Similarly, Figure 12 shows the evolution of Young’s modulus of RVP along the stem at the end of the three-point bending test. It is clear that Young’s modulus evolves from the center to the periphery in any cross section along the stem. The values obtained are between 1.02 GPa and 4.20 GPa, and the highest values are at the base of the stem (PL-1/4). They are more important than Young’s modulus of some wood species [42].


Figure 12 
Distribution of Young’s modulus in the bending test of RVP along the stem.

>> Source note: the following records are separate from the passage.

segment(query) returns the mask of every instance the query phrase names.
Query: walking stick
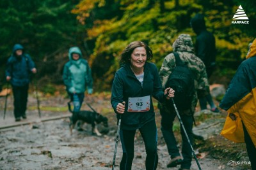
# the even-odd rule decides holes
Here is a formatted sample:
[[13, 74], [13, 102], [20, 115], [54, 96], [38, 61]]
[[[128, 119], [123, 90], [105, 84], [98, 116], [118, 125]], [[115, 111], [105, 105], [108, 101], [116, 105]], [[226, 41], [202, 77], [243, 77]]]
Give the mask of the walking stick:
[[7, 108], [7, 97], [8, 97], [8, 92], [9, 90], [9, 83], [7, 82], [7, 91], [6, 96], [5, 96], [5, 103], [4, 103], [4, 120], [5, 119], [5, 113], [6, 113], [6, 108]]
[[191, 145], [191, 143], [190, 143], [189, 138], [188, 138], [187, 132], [186, 131], [186, 129], [185, 129], [185, 127], [184, 126], [183, 122], [182, 122], [182, 121], [181, 120], [181, 118], [180, 118], [180, 114], [179, 113], [178, 110], [177, 109], [176, 104], [175, 104], [175, 103], [174, 103], [174, 100], [173, 100], [173, 98], [172, 98], [172, 103], [173, 103], [173, 106], [174, 106], [174, 108], [175, 108], [175, 110], [177, 116], [178, 117], [179, 120], [180, 121], [180, 125], [181, 125], [181, 126], [182, 127], [182, 129], [183, 129], [183, 131], [184, 131], [184, 134], [185, 134], [185, 135], [186, 135], [186, 137], [187, 138], [188, 143], [189, 144], [190, 147], [191, 148], [192, 152], [193, 152], [193, 155], [194, 155], [195, 159], [196, 161], [197, 166], [198, 166], [199, 169], [200, 169], [200, 170], [202, 170], [201, 167], [200, 167], [200, 164], [199, 164], [198, 160], [197, 160], [197, 158], [196, 158], [196, 153], [195, 153], [195, 151], [194, 151], [194, 150], [193, 150], [193, 146], [192, 146], [192, 145]]
[[88, 106], [88, 107], [92, 110], [92, 111], [93, 111], [95, 113], [97, 113], [92, 106], [91, 105], [90, 105], [88, 103], [86, 103], [87, 106]]
[[114, 169], [115, 169], [115, 163], [116, 162], [117, 144], [118, 143], [120, 128], [120, 126], [121, 126], [121, 118], [122, 118], [122, 115], [120, 115], [119, 120], [118, 120], [118, 127], [117, 128], [117, 133], [116, 133], [116, 145], [115, 146], [114, 157], [113, 158], [112, 170], [114, 170]]
[[41, 111], [40, 109], [40, 100], [39, 100], [39, 96], [38, 96], [38, 93], [37, 83], [35, 83], [35, 80], [34, 80], [33, 84], [34, 84], [34, 89], [35, 89], [35, 91], [36, 91], [36, 101], [37, 101], [37, 110], [38, 110], [39, 118], [41, 118]]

Table 2 regroups the values of physical and mechanical properties of some polymers, wood species, and materials derived from the RV plant. We noted that Young’s modulus is higher in flexion than in tensile tests. We observed that RVP has Young’s modulus comparable to some wood varieties. Moreover, the specific mechanical properties show that RVP is more resistant than some wood species given in Table 2. Similarly, the RVP matrix has Young’s modulus value in the same order as that of the polymer matrix. Also, it has one of the lowest densities, conferring its high specific mechanical properties. It emerges that the physical and mechanical properties of the matrix resulting from the RVP may allow us to better consider the choice of the matrix to be used in the development of biodegradable composites based on RV fibers which would have better resistance in mechanical behavior and environment aspect.

4. Conclusion

In this study, the physicochemical and mechanical characterization of RVP is investigated. Samples were taken from twelve sampling zones along the stem and were characterized using the following techniques: the observation of images using an optical microscope and ImageJ software, SEM for chemical element analysis, Archimedes’ principle for bulk density determination, and tensile tests and three-point bending tests for Young’s modulus determination. The conclusion of these experiments is as follows:(i)Surface fraction values of RV fibers evolve from the center to the periphery in the radial position and vary between 35.80% and 54.50%.(ii)RVP is constituted essentially of carbon (C) and oxygen (O) with a percentage of mass, respectively, in the intervals 51%–57% and 41%–48%.(iii)The bulk density values of RVP and RVP matrix increase from center to periphery and range, respectively, from 0.114 g/cm3 to 0.343 g/cm3 and 0.10 g/cm3 to 0.46 g/cm3.(iv)Young’s modulus of RVP and RVP matrix rises from the center to the periphery and varies, respectively, in the intervals 0.79 GPa–3.23 GPa and 1.20 GPa–5.50 GPa.(v)Young’s modulus resulting from three-point bending tests for the RVP sample is enhanced from the center to the periphery of any cross section. The values ranged between 1.02 GPa and 4.20 GPa.(vi)Finally, the results obtained show that composites can be made based on RV fibers by observing the bulk density and Young’s modulus of the RVP matrix which are comparable to polymer in order to make a better choice of matrix. In this perspective, we can consider the development of biocomposites based on RV fibers and the study of thermal properties of RVP.

Data Availability

The data used to support the findings of this study are available from the corresponding author upon request.

Conflicts of Interest

The authors declare that they have no conflicts of interest.

Acknowledgments

The authors would like to thank the Laboratory of Textile Physics and Mechanics (LPMT), University of Haute-Alsace, France, for the help on the analysis of the fibers by the SEM (Jeol) and also for the dynamic tensile tests with the tensile machine (MTS 20/M) in this work.